宇野重規『政治哲学的考察――リベラルとソーシャルの間』(岩波書店、2016年)を読む
 
 
 歴史家の仕事と思想・哲学研究とは、深いところで一定の関係があるはずだが、実際の作業としてはかなり性格を異にし、なかなか対話を交わしにくいところがある。著者のこれまでのいくつかの作品から私は多くを学ぶと同時に、もう一歩踏み込んだ対話を交わすにはどうしたらよいのかをめぐって考えあぐねさせられるという経験を何度かしてきた。
 著者の仕事の一つの特徴として、フランスの思想・言論界と英米の思想・言論界の双方に通じていて、両者の間での文脈の違い――同じ言葉でもしばしば意味が違っている――を踏まえた比較や交通整理を明快に行なっている点が挙げられる。また、広い意味でリベラルと呼ばれる潮流――これ自体、決して一枚岩ではない――を重視しながらも、それを他の諸潮流との関係のなかにおき、種々の再考を重ねている点も注目される。本書の副題「リベラルとソーシャルの間」もそうした姿勢を象徴しているだろう。専門の遠い私にその全容が十分理解できるわけではないが、ともかくこうした点には強い共感をいだき、今回も多くを教えられたという気がする。
 著者自身がどこまで力点をおいているかということから離れて、私自身の観点に敢えて引きつけて個人的な感想を述べさせてもらうなら、いくつかの点が特に目を引いた。
 本書の一つの柱である共和主義という主題について、「共和主義への関心の高まりは、社会主義に代わる、リベラリズムへのオルタナティブとしての役割を期待されてのものと考えられる」(9頁)と書かれた個所がある。社会主義と共和主義はもちろん全く異なる概念だが、前者が衰退した後を埋めるような位置に後者があるという考えであるように見える。更にいえば、本書全体を貫くキーワードたる「ソーシャル」という言葉も、socialismはもはや擁護できなくても、socialなものの意義を見失ってはいけないという発想があるように感じられる(市野川容孝『社会』岩波書店、2006年を想起させられる)。

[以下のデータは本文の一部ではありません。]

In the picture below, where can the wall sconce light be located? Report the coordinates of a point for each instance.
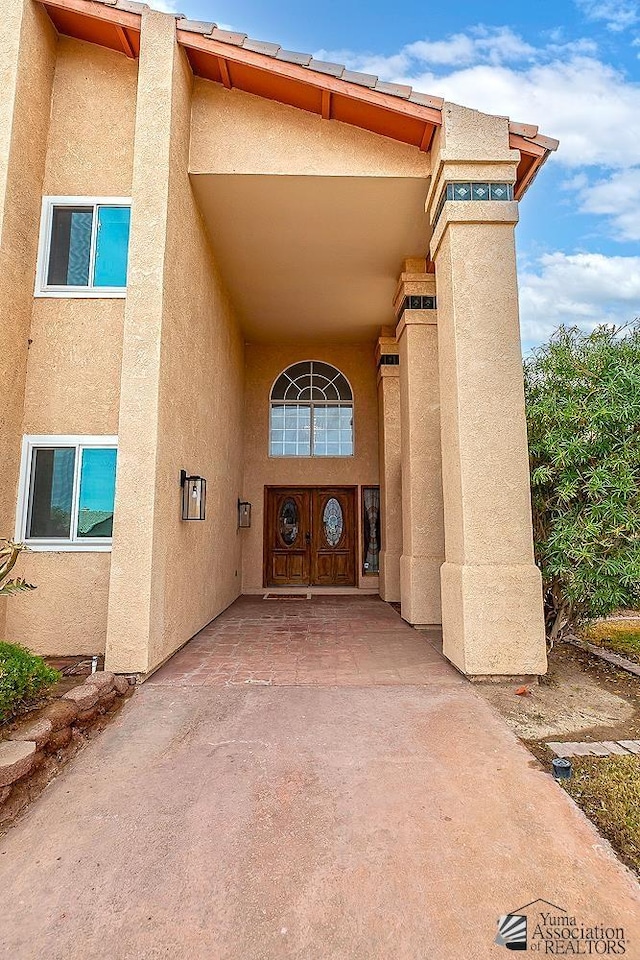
(244, 513)
(194, 496)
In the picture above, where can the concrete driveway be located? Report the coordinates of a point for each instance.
(232, 820)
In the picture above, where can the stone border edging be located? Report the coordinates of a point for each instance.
(614, 658)
(35, 741)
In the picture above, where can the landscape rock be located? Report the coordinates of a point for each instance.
(84, 697)
(107, 699)
(61, 713)
(60, 739)
(38, 731)
(85, 715)
(121, 685)
(102, 679)
(16, 759)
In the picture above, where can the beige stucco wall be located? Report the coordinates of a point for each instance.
(27, 61)
(264, 362)
(73, 370)
(237, 132)
(181, 390)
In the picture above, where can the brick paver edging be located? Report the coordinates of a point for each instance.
(602, 748)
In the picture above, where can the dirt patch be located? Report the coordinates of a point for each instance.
(581, 698)
(608, 790)
(621, 636)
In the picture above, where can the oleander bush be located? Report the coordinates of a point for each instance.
(583, 416)
(23, 675)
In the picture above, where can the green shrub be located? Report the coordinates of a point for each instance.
(22, 675)
(583, 416)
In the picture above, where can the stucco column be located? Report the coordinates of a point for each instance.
(27, 62)
(422, 517)
(387, 361)
(491, 588)
(138, 558)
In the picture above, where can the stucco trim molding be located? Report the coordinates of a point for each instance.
(472, 211)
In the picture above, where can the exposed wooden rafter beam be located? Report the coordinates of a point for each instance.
(292, 71)
(326, 104)
(224, 73)
(123, 36)
(130, 21)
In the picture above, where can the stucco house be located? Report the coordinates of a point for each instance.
(223, 261)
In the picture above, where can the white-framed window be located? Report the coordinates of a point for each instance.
(66, 494)
(84, 247)
(311, 412)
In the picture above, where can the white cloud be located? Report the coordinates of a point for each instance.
(617, 14)
(582, 288)
(617, 198)
(589, 105)
(481, 44)
(165, 6)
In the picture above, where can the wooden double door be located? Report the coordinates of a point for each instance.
(310, 536)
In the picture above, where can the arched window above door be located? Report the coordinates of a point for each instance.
(311, 412)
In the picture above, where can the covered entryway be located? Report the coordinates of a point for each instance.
(336, 640)
(310, 536)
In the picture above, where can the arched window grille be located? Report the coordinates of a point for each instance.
(311, 412)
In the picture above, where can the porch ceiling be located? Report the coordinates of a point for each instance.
(311, 257)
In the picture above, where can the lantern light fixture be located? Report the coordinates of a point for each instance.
(194, 496)
(244, 514)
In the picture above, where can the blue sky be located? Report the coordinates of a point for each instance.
(570, 66)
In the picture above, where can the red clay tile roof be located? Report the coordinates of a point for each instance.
(266, 69)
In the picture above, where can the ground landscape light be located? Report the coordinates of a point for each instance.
(194, 496)
(244, 514)
(561, 768)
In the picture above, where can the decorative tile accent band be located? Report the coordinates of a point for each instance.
(473, 191)
(418, 303)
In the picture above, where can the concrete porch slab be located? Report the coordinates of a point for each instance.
(323, 821)
(334, 640)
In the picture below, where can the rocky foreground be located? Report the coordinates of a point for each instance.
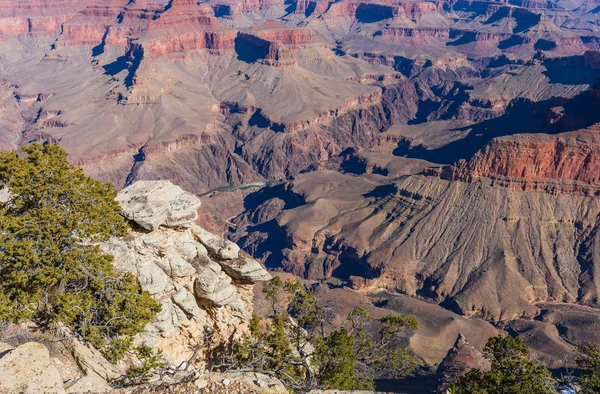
(203, 283)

本書の序に「リベラル派と……ソーシャル派とが連携することの意義」という言葉があるのも、こうした推測を裏付けるように思われる。
 それだけではない。社会民主主義や福祉国家とは区別される共産主義についても、注目すべき言及がある。共産主義は「ヨーロッパの一つの共通言語の役割をも果たした」とか、その後退は19世紀以降のヨーロッパを彩った一連の理念の終わりをも意味する、といった記述である(229-230頁)。もちろん、これは共産主義を肯定する立場から言われているわけではないが、ともかくその終焉を単純に「当たり前かつ目出度いこと」と片付けることなく、より深刻に受け止めようという姿勢のあらわれととることができる。
 そうはいっても、著者がこうした論点に本格的に取り組んでいるわけではない(社会主義には立ち入らないという注記が291頁にある)。著者にとって付随的な個所に私が注目してしまうのは我田引水のそしりを免れないかもしれない。そのことを認めた上で、現に著者がこのように示唆的な記述をあちこちでしている以上、そこから更に議論を発展させるならもう少し本格的な対話ができるのではないかという気にさせられる。

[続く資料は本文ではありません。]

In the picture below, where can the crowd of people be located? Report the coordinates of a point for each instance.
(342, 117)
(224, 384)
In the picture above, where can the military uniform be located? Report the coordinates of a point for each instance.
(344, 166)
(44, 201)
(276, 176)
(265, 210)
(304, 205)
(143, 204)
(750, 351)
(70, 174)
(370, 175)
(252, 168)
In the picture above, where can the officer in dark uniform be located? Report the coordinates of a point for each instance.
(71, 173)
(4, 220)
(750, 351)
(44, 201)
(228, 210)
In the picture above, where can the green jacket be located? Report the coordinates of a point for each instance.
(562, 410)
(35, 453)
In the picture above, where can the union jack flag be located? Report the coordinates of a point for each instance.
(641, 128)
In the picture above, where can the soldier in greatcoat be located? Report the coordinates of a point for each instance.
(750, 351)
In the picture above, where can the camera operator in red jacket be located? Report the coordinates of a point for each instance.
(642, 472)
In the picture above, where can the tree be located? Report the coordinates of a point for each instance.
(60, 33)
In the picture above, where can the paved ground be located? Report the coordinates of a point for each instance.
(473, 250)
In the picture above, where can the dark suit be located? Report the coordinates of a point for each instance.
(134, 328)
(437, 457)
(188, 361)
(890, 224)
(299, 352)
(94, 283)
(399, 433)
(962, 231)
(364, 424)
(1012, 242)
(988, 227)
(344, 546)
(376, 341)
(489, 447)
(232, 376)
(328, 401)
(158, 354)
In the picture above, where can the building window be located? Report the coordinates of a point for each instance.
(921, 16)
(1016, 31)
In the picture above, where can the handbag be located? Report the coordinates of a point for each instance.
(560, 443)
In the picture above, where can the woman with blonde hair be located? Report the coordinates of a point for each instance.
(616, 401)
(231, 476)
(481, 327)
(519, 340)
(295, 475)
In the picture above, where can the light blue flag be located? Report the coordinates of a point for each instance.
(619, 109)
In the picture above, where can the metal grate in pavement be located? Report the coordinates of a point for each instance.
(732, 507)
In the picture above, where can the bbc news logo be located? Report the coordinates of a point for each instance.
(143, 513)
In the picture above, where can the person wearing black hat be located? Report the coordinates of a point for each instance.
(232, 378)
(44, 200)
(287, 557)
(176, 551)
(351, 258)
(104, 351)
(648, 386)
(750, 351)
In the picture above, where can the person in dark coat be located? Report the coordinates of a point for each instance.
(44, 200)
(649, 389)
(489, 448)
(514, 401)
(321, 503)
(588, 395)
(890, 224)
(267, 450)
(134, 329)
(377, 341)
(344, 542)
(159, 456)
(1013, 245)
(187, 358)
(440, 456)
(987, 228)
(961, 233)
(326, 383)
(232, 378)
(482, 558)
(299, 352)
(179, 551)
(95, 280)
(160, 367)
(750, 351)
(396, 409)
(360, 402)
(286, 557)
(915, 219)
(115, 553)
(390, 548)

 もう一つ、全く別の問題だが、「ヨーロッパとはつねに多元的な世界であった」(235頁)という個所が眼にとまった。これはある意味で常識的な指摘かもしれない。だが、考えてみると、多様な民族、宗教、文化が併存したり、法・制度が一元的でないのは何もヨーロッパだけではなく、世界の多くの地域で共通に見られる現象である。近年の歴史的帝国研究は、多くの帝国でその中枢部が周縁部を単純に従属させたり多様性を押しつぶしたりしたのではなく、中枢と周縁の非対等性を前提した上で条件付きの寛容と多元性を保持してきたことを重視している。このような意味での多元性と、ここで著者が重視する多元性とをどのように比較していくか――これもまた非常に重要かつ興味深い課題ではないかと感じた。
 (Facebookの私のタイムラインに2016年8月16日に記入した文章)。